I realized a few years ago I needed a way to quickly keep Slovakia and Slovenia straight. I came up with two basic tricks that have never failed me.
Slovenia and Slovakia are two different countries — always have been (well, as long as “always” means “since the early ’90s”).
And, based on no data but my raw assumptions (we call that “Internet style”), I’d say they’re the two countries in the world that cause the most confusion. More than the two Congos or Niger and Nigeria, which I could tackle in similar posts in the future assuming this post gets more than the zero reads I’m expecting it to.

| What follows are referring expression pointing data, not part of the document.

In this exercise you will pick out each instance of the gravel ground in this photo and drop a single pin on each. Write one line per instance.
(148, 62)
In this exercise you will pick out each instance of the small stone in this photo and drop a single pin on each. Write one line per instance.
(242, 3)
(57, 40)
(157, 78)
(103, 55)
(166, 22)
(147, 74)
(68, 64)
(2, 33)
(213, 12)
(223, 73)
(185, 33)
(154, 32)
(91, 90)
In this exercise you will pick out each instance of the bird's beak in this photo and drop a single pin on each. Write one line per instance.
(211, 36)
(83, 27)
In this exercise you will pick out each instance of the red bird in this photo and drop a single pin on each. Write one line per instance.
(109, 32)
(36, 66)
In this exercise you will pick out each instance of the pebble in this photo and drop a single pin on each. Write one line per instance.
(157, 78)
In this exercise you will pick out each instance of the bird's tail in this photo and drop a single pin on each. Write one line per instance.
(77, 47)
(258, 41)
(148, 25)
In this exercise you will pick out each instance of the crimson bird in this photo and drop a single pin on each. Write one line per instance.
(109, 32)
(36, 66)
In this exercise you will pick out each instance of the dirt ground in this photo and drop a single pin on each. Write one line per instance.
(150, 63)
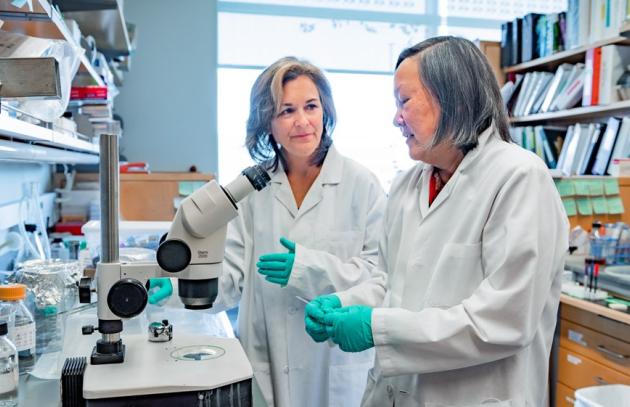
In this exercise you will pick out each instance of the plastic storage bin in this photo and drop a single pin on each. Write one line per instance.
(613, 395)
(132, 234)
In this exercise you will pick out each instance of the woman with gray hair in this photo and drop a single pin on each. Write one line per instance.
(313, 231)
(474, 245)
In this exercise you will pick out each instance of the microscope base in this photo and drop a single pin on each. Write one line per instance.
(236, 394)
(105, 353)
(188, 365)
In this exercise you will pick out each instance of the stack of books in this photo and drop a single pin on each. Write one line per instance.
(538, 35)
(583, 84)
(580, 149)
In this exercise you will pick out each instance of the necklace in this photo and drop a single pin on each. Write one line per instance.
(438, 181)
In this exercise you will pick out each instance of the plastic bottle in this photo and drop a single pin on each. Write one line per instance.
(9, 376)
(58, 250)
(20, 322)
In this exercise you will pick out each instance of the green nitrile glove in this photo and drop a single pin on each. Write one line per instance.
(159, 289)
(351, 328)
(276, 267)
(314, 313)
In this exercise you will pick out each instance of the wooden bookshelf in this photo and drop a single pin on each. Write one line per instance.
(571, 56)
(585, 114)
(585, 221)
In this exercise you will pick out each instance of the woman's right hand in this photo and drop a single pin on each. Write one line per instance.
(314, 314)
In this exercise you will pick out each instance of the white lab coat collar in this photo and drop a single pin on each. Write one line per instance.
(330, 173)
(427, 170)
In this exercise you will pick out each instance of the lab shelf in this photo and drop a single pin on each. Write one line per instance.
(107, 26)
(53, 27)
(40, 10)
(18, 131)
(577, 114)
(571, 56)
(85, 5)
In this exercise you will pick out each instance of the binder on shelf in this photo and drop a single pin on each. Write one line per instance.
(555, 86)
(517, 32)
(547, 152)
(565, 159)
(506, 44)
(592, 64)
(587, 159)
(606, 147)
(539, 93)
(578, 23)
(541, 34)
(574, 75)
(523, 93)
(529, 35)
(614, 59)
(622, 146)
(581, 135)
(572, 94)
(598, 15)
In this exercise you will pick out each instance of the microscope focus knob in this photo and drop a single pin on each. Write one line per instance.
(127, 298)
(174, 255)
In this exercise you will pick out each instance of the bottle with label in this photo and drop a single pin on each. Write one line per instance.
(20, 322)
(9, 375)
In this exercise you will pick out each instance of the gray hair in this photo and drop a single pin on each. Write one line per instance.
(264, 103)
(459, 78)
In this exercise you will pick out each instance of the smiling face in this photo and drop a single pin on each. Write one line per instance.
(417, 114)
(299, 121)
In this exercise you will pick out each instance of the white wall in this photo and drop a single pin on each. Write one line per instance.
(168, 99)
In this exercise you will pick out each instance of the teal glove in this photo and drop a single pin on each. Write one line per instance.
(159, 289)
(314, 313)
(276, 267)
(351, 328)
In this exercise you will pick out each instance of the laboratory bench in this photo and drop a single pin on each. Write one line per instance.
(34, 391)
(592, 347)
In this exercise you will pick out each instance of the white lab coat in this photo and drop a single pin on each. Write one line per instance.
(473, 284)
(337, 229)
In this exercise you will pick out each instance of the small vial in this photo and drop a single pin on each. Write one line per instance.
(20, 323)
(9, 372)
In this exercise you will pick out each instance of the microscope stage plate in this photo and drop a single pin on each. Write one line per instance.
(153, 368)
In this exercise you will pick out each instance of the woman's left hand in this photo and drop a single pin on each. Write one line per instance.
(351, 327)
(276, 267)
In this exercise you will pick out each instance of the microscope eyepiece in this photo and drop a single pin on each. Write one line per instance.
(257, 176)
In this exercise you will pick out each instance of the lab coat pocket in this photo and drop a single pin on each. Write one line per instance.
(458, 272)
(343, 244)
(487, 403)
(347, 384)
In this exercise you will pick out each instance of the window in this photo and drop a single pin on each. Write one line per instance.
(357, 43)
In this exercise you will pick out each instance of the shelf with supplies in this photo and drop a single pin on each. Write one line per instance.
(587, 113)
(24, 141)
(53, 27)
(573, 55)
(104, 20)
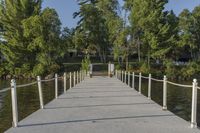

I decided a few years back I was going to figure out a way to remember the difference between Slovenia and Slovakia. Not, ya know, deeply — just a surface level understanding so I wouldn’t confuse them in conversation or bar trivia. Perhaps one day I’ll get a deeper understanding if I visit them. An Eastern European trip isn’t totally out of the question for me. After all, both Slovenia and Slovakia border Hungary, where all four of my grandparents were born — and where the current anti-Semitism level is right around the European average of “strong to quite strong.” Book your tickets now!
Here are the two stupid, basic tricks I use to remember the difference between Slovenia and Slovakia. Which are also, perhaps, an odd insight into how my brain works.
1 | “Slovakia” is the end of the word “Czechoslovakia”
I know Slovenia and Slovakia were formerly parts of Czechoslovakia and Yugoslavia. When Czechoslovakia split on January 1, 1993, they really just split the word in half. The Czech Republic went one direction, Slovakia went the other direction. That helps me remember the geography of Slovakia — I know it’s next to the Czech Republic, not one of the former pieces of Yugoslavia. Slovenia isn’t as conveniently named after the country it sprung from, but process of elimination reminds me it was a part of Yugoslavia.
2 | When in doubt, it’s Slovakia
Slovakia is a larger country in every way — more than double the size, more than double the population. It has the better-known capital city (Bratislava vs. Ljubljana). Any dumb American movie set in one of the two was set in Slovakia, not Slovenia. (Eurotrip and Hostel spring to mind.) If you were going to wind up visiting one, it’s probably going to be Slovakia.
Suffixes and Eurotrip. That’s all it takes.